Neue Strategien in der Bekämpfung
In Zukunft dürften diese Erkenntnisse zu differenzierteren Behandlungsstrategien führen. Es scheint so zu sein, dass eine möglichst optimale Beherrschung der entzündlichen Prozesse am Beginn der Erkrankung auch den weiteren Verlauf positiv beeinflusst. Das spricht laut dem Hirnforscher eher für eine möglichst frühe anti-entzündliche Behandlung.
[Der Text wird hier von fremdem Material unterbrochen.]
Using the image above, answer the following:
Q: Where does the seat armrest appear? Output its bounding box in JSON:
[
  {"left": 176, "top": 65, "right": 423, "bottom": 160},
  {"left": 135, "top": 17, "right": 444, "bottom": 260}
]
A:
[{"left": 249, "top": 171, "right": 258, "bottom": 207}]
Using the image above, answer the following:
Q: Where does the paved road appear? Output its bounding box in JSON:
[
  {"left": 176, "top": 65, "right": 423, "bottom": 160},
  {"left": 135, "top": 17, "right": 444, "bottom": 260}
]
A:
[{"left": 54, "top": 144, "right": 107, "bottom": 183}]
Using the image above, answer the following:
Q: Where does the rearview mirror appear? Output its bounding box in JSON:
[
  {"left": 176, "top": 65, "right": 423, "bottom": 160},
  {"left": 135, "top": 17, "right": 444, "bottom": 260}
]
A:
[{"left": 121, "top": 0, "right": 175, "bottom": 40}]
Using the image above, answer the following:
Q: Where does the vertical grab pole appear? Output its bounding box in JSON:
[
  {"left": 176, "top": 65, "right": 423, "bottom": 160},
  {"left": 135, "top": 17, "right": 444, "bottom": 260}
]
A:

Der Experte: "Experimentell wird aber auch bereits versucht, die Schädigung des Gewebes im Gehirn zu verhindern." Bis zur breiten Anwendung solcher Strategien könnte es aber noch Jahre dauern.
Immuntherapien
Derzeit stützt sich die moderne MS-Therapie vor allem auf der Entzündungs-hemmenden Wirkung von Beta-Interferonen bzw. der Substanz Glatirameracetat.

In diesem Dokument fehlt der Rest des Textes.